AutoDA-Timeseries: Automated Data Augmentation for Time Series¶

Conference: ICLR2026
OpenReview: https://openreview.net/forum?id=vTLmHAkoIW
Code: https://github.com/NetManAIOps/AutoDA-Timeseries
Area: Time Series Analysis / Automated Data Augmentation
Keywords: Automated Data Augmentation, Time Series, Differentiable Strategy Search, Gumbel-Softmax, End-to-End Joint Optimization

TL;DR¶

AutoDA-Timeseries is the first general automated data augmentation (AutoDA) framework for time series. It feeds the statistical features of each time series into a learnable policy generator. Stacked augmentation layers differentiably select transformation types and adaptively adjust their probabilities and intensities using Gumbel-Softmax. Optimized jointly with the downstream model in a single stage, it consistently outperforms existing strong baselines across five major tasks: classification, long/short-term forecasting, regression, and anomaly detection.

Background & Motivation¶

Background: Because time series data is often scarce and highly homogeneous, almost all deep models rely on data augmentation. Current augmentation methods follow two main paradigms: first, representation learning (e.g., TS2Vec, InfoTS), which uses augmentation to construct contrastive views to pre-train a task-agnostic encoder for downstream transfer; second, automated data augmentation (AutoDA), which directly searches for or generates augmentation policies to maximize downstream performance.

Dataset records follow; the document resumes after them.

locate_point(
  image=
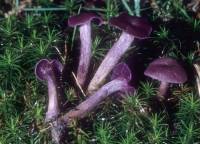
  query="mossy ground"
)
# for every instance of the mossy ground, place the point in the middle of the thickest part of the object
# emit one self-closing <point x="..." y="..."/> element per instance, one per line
<point x="139" y="118"/>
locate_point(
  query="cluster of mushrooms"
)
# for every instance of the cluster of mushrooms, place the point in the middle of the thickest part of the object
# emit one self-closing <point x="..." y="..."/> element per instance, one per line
<point x="166" y="70"/>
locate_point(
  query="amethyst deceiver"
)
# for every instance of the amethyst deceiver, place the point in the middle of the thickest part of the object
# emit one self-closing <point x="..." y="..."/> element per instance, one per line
<point x="84" y="21"/>
<point x="166" y="70"/>
<point x="50" y="71"/>
<point x="132" y="27"/>
<point x="119" y="83"/>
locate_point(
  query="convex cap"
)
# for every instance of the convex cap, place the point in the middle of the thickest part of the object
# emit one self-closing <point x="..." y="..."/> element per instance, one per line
<point x="136" y="26"/>
<point x="84" y="18"/>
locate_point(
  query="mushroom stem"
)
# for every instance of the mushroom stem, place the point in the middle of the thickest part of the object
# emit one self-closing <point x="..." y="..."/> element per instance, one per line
<point x="162" y="91"/>
<point x="53" y="107"/>
<point x="91" y="102"/>
<point x="85" y="52"/>
<point x="111" y="59"/>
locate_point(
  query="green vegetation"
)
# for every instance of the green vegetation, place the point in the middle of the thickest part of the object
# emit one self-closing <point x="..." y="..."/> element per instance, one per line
<point x="137" y="118"/>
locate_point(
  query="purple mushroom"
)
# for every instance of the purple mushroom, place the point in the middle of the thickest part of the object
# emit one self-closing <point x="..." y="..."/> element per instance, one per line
<point x="166" y="70"/>
<point x="132" y="27"/>
<point x="50" y="71"/>
<point x="84" y="21"/>
<point x="119" y="83"/>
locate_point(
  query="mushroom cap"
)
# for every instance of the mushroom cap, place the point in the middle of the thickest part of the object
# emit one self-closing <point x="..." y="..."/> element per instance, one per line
<point x="84" y="18"/>
<point x="121" y="71"/>
<point x="136" y="26"/>
<point x="166" y="70"/>
<point x="45" y="68"/>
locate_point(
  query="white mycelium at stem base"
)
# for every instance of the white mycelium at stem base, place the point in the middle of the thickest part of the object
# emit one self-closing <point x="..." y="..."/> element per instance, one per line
<point x="111" y="59"/>
<point x="53" y="107"/>
<point x="85" y="52"/>
<point x="162" y="91"/>
<point x="91" y="102"/>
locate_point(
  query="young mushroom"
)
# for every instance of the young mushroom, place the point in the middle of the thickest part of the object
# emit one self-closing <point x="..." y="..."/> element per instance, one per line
<point x="50" y="71"/>
<point x="132" y="27"/>
<point x="119" y="83"/>
<point x="84" y="22"/>
<point x="166" y="70"/>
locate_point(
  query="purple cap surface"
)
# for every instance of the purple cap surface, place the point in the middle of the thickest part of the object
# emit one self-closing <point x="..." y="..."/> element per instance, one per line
<point x="84" y="18"/>
<point x="46" y="67"/>
<point x="136" y="26"/>
<point x="121" y="70"/>
<point x="166" y="70"/>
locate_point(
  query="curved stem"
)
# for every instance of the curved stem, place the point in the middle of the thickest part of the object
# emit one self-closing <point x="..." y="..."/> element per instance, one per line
<point x="109" y="62"/>
<point x="53" y="106"/>
<point x="162" y="91"/>
<point x="85" y="53"/>
<point x="91" y="102"/>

Limitations of Prior Work: Representation learning is two-stage and decoupled. The augmentation and encoder in the first stage only serve the contrastive objective and cannot perceive feedback from the downstream model. When the downstream model is not designed to consume contrastive representations (e.g., RNNs are naturally better at sequence-to-sequence prediction rather than capturing invariant representations emphasized by contrastive learning), the learned representations often mismatch the downstream architecture, limiting practical gains. While the AutoDA path is single-stage and aligns with downstream goals, existing methods are almost exclusively designed for images. Direct adaptation to time series suffers from three major flaws: (1) most are validated only on a single task, with questionable cross-task generalization; (2) they ignore unique time series attributes (autocorrelation, distribution, high-order features). Blindly applying image assumptions like "semantic preservation" through frequency warping can destroy temporal dependencies and degrade performance; (3) SOTA methods like RandAugment/TrivialAugment use uniform sampling to determine transformation type and intensity, treating all transformations equally without considering the vast difference in contribution across different time series indices.

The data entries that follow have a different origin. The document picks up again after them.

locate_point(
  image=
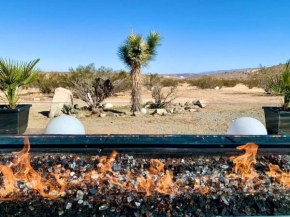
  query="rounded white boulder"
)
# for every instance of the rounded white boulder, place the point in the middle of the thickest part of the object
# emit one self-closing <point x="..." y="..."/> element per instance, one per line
<point x="108" y="106"/>
<point x="65" y="125"/>
<point x="143" y="110"/>
<point x="246" y="126"/>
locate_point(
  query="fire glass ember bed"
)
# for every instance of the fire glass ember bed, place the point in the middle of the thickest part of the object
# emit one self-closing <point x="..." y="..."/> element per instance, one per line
<point x="144" y="175"/>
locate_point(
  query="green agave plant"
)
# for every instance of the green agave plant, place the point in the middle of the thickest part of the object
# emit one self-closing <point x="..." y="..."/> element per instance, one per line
<point x="13" y="75"/>
<point x="281" y="85"/>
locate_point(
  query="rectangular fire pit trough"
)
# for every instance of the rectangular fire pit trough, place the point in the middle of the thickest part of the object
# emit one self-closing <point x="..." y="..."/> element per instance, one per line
<point x="144" y="175"/>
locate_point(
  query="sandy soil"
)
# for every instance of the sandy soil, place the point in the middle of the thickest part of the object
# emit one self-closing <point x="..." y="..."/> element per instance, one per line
<point x="224" y="106"/>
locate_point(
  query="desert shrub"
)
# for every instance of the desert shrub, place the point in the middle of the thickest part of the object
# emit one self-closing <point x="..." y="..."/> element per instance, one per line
<point x="280" y="84"/>
<point x="228" y="82"/>
<point x="169" y="82"/>
<point x="151" y="80"/>
<point x="70" y="109"/>
<point x="120" y="79"/>
<point x="47" y="82"/>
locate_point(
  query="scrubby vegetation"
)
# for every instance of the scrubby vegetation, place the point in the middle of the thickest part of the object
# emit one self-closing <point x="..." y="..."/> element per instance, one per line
<point x="47" y="82"/>
<point x="208" y="82"/>
<point x="280" y="84"/>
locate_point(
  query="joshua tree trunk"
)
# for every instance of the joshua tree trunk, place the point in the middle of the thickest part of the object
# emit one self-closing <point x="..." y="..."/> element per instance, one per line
<point x="136" y="89"/>
<point x="12" y="98"/>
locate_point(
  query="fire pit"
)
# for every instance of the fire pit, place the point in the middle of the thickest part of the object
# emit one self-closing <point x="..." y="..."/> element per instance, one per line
<point x="200" y="177"/>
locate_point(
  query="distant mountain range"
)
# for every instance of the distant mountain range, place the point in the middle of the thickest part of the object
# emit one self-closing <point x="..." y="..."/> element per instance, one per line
<point x="187" y="75"/>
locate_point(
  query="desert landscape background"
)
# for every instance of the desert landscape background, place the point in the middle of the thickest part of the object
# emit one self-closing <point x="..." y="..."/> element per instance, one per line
<point x="223" y="106"/>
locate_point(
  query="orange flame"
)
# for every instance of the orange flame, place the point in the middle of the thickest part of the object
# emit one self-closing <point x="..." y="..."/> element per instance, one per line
<point x="244" y="165"/>
<point x="26" y="174"/>
<point x="156" y="180"/>
<point x="277" y="173"/>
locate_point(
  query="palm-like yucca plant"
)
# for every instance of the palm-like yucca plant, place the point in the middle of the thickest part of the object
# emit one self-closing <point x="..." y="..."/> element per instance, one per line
<point x="13" y="75"/>
<point x="137" y="52"/>
<point x="281" y="85"/>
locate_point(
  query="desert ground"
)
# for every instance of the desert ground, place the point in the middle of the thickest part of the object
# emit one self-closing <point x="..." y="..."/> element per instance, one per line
<point x="223" y="106"/>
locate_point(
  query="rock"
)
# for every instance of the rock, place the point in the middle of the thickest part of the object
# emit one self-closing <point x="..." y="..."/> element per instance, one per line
<point x="200" y="103"/>
<point x="143" y="110"/>
<point x="96" y="111"/>
<point x="61" y="96"/>
<point x="80" y="195"/>
<point x="188" y="103"/>
<point x="108" y="106"/>
<point x="161" y="111"/>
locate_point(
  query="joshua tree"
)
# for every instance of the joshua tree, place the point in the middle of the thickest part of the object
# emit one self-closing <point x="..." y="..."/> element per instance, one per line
<point x="137" y="52"/>
<point x="13" y="75"/>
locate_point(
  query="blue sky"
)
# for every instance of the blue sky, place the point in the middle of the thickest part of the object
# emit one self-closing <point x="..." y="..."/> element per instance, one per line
<point x="199" y="35"/>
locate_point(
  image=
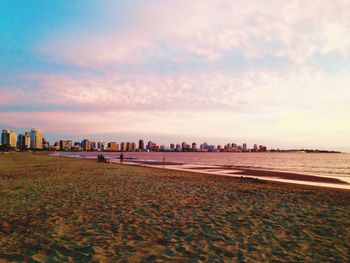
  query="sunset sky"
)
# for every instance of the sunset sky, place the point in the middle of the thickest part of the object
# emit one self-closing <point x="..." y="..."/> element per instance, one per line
<point x="267" y="72"/>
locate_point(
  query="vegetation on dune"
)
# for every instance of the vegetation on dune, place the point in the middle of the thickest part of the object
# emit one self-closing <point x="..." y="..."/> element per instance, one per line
<point x="60" y="209"/>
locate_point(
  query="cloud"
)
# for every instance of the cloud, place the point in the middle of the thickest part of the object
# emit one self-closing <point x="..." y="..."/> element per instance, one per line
<point x="205" y="30"/>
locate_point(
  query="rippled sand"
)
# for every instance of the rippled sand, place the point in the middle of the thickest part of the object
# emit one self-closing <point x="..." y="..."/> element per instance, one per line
<point x="60" y="209"/>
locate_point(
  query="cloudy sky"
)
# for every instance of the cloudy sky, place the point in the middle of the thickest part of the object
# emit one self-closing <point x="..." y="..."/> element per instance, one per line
<point x="271" y="72"/>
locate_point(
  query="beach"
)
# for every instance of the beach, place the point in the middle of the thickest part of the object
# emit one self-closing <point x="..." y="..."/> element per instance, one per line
<point x="65" y="209"/>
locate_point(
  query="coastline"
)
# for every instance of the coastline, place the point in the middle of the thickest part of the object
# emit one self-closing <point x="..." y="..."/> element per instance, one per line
<point x="239" y="172"/>
<point x="89" y="211"/>
<point x="296" y="179"/>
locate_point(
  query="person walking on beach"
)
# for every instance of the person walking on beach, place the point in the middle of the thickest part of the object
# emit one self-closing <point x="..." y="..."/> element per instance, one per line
<point x="121" y="157"/>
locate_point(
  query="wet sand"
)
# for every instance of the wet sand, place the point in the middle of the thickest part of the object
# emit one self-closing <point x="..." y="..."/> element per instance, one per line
<point x="56" y="209"/>
<point x="276" y="174"/>
<point x="250" y="172"/>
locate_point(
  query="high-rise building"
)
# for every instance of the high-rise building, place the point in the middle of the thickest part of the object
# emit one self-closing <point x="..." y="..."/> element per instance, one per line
<point x="141" y="145"/>
<point x="93" y="146"/>
<point x="20" y="141"/>
<point x="66" y="145"/>
<point x="8" y="138"/>
<point x="46" y="144"/>
<point x="123" y="147"/>
<point x="101" y="146"/>
<point x="194" y="146"/>
<point x="113" y="146"/>
<point x="128" y="146"/>
<point x="36" y="139"/>
<point x="85" y="144"/>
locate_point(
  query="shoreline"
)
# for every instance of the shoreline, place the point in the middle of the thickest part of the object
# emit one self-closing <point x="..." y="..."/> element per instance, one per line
<point x="260" y="175"/>
<point x="89" y="211"/>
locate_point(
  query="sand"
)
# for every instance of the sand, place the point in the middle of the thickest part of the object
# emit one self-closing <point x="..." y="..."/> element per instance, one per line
<point x="61" y="209"/>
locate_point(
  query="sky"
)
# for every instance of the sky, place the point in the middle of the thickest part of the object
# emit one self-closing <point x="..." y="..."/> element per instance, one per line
<point x="269" y="72"/>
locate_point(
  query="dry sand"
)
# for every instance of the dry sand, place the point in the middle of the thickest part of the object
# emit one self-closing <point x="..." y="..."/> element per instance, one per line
<point x="61" y="209"/>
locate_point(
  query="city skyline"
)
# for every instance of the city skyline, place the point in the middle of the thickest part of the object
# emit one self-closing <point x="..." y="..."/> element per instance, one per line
<point x="270" y="72"/>
<point x="35" y="140"/>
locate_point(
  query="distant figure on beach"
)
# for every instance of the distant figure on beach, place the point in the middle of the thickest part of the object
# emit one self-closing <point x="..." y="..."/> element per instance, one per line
<point x="101" y="158"/>
<point x="163" y="160"/>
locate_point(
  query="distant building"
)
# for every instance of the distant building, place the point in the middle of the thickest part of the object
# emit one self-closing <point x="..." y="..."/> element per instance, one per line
<point x="185" y="147"/>
<point x="85" y="145"/>
<point x="93" y="146"/>
<point x="66" y="145"/>
<point x="46" y="144"/>
<point x="194" y="146"/>
<point x="128" y="146"/>
<point x="141" y="145"/>
<point x="113" y="146"/>
<point x="36" y="139"/>
<point x="123" y="147"/>
<point x="8" y="138"/>
<point x="101" y="146"/>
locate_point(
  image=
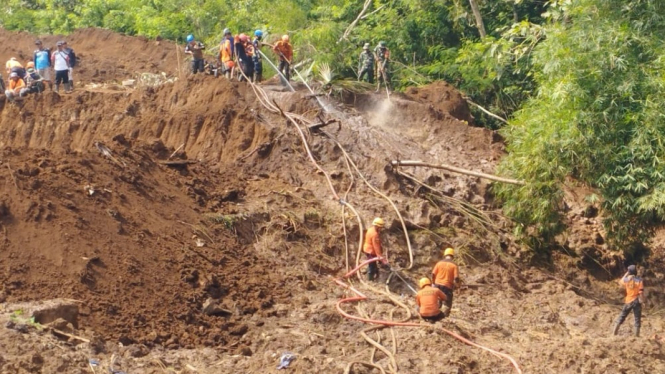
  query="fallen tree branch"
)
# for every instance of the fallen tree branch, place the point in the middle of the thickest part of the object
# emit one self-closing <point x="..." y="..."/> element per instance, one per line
<point x="458" y="170"/>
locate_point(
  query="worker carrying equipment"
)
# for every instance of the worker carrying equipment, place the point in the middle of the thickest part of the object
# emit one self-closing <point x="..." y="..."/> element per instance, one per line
<point x="226" y="53"/>
<point x="195" y="49"/>
<point x="13" y="66"/>
<point x="372" y="248"/>
<point x="258" y="63"/>
<point x="634" y="286"/>
<point x="16" y="87"/>
<point x="244" y="51"/>
<point x="284" y="50"/>
<point x="382" y="56"/>
<point x="429" y="300"/>
<point x="366" y="64"/>
<point x="42" y="59"/>
<point x="446" y="277"/>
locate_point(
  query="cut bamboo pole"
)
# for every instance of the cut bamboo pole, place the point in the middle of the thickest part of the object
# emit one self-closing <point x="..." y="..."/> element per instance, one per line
<point x="459" y="170"/>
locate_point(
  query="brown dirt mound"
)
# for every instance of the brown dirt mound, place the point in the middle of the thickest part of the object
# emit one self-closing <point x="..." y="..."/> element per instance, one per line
<point x="443" y="98"/>
<point x="245" y="219"/>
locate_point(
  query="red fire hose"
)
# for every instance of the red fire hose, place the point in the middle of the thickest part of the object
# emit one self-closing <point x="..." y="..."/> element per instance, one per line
<point x="360" y="297"/>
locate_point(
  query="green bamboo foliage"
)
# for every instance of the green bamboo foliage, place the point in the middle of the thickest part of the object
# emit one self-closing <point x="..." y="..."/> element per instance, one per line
<point x="597" y="117"/>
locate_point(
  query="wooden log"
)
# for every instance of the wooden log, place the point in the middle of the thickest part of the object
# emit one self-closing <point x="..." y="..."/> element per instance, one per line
<point x="459" y="170"/>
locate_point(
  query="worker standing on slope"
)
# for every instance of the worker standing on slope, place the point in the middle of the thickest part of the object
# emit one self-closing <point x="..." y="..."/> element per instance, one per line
<point x="382" y="55"/>
<point x="366" y="64"/>
<point x="446" y="277"/>
<point x="226" y="54"/>
<point x="244" y="52"/>
<point x="258" y="63"/>
<point x="195" y="49"/>
<point x="42" y="59"/>
<point x="13" y="66"/>
<point x="284" y="50"/>
<point x="72" y="62"/>
<point x="429" y="300"/>
<point x="634" y="299"/>
<point x="372" y="248"/>
<point x="60" y="62"/>
<point x="16" y="87"/>
<point x="33" y="81"/>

Key Challenge: Prior research either offers a single-stage, downstream-aligned framework (AutoDA) that lacks time-series awareness or possesses time-series awareness but remains trapped in a decoupled two-stage process (representation learning). Both lack a unified mechanism that is "both aware of temporal features and capable of adaptively customizing augmentation intensity and probability for every individual sequence."

Goal: To build a universal, single-stage, end-to-end time series AutoDA framework that can (a) incorporate time series features into policy design, (b) adaptively optimize both selection probability and intensity of transformations, and (c) generalize across five mainstream task categories.

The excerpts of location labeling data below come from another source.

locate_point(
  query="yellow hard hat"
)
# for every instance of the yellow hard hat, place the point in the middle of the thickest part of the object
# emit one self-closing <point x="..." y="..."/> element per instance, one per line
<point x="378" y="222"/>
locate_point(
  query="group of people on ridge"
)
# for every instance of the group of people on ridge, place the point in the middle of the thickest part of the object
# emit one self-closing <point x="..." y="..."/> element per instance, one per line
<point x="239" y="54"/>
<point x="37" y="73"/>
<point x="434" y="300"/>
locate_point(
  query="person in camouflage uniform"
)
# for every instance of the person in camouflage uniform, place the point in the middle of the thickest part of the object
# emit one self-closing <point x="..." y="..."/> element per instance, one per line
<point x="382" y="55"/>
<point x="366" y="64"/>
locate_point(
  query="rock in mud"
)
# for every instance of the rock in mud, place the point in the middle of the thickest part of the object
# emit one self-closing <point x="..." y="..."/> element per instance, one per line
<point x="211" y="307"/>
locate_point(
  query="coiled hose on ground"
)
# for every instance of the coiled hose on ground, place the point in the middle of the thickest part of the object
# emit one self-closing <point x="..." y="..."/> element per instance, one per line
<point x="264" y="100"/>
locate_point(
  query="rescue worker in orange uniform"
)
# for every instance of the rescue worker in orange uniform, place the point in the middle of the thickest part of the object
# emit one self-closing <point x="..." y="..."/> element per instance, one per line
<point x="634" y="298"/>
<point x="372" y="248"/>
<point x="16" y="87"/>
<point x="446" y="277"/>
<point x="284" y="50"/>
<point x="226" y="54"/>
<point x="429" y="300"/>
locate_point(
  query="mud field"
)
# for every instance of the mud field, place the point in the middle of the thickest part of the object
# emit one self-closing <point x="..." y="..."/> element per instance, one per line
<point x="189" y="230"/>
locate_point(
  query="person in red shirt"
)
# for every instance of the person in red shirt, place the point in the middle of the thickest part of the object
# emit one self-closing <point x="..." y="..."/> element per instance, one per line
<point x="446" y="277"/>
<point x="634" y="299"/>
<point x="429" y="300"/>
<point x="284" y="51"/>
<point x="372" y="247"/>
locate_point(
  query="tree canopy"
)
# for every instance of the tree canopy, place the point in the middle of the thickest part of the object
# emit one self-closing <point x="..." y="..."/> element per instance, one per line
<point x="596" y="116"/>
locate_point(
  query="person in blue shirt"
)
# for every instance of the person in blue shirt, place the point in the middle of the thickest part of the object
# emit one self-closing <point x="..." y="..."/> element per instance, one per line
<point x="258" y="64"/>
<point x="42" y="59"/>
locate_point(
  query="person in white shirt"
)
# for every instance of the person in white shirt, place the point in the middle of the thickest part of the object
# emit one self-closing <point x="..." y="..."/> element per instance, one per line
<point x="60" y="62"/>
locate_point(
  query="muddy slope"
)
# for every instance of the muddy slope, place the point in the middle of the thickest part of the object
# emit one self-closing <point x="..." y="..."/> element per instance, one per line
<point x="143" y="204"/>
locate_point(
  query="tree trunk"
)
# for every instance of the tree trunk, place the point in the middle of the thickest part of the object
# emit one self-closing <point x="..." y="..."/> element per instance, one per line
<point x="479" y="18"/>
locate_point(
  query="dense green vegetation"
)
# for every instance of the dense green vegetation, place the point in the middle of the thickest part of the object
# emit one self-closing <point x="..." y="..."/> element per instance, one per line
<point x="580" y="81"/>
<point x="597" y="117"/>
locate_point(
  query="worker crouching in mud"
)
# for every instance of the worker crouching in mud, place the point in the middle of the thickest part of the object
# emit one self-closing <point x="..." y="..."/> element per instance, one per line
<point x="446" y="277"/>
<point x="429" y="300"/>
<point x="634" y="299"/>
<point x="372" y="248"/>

Key Insight: The authors observe that the effectiveness of an augmentation policy is governed by time-series features (such as autocorrelation); therefore, policy generation should be conditioned on time-series features. The uniform sampling used in image AutoDA fails precisely because it discards this conditional information.

Core Idea: Replace the uniform sampling in image AutoDA with an augmentation generator that is "conditioned on time-series statistical features and selects transformations and adjusts intensities differentiably layer-by-layer," and train it jointly with the downstream model using a composite loss.

Method¶

Overall Architecture¶

Let the dataset be \(D=\{D_1,\dots,D_m\}\) and the downstream model be \(M\) (parameters \(\theta_M\)). The set of available transformations is \(\mathcal{T}=\{T_1,\dots,T_n\}\) (e.g., Jittering, Scaling, TimeWarp, FreqWarp, MagWarp, Slice, Resample, Raw, etc.). The goal is to learn an augmentation framework \(A_\theta\) that outputs a policy \(P_i=A_\theta(D_i)\) for each sequence \(D_i\). This policy contains two vectors: the selection probability \(p_i\) (\(p_{i,j}\in[0,1]\) is the probability of selecting \(T_j\)) and intensity \(t_i\) (\(t_{i,j}\ge 0\) is the intensity of \(T_j\)). The entire process involves bi-level joint optimization: the inner loop trains the downstream model on augmented data \(\theta_M^*=\arg\min_{\theta_M}\mathcal{L}(\theta_M, A_\theta(D))\), while the outer loop optimizes the augmentation framework parameters \(\theta\) such that the trained model performs best on original data \(\theta^*=\arg\min_\theta \mathcal{L}(\theta_M^*, D)\). Note that evaluation is performed on clean real data; augmentation is only used during training.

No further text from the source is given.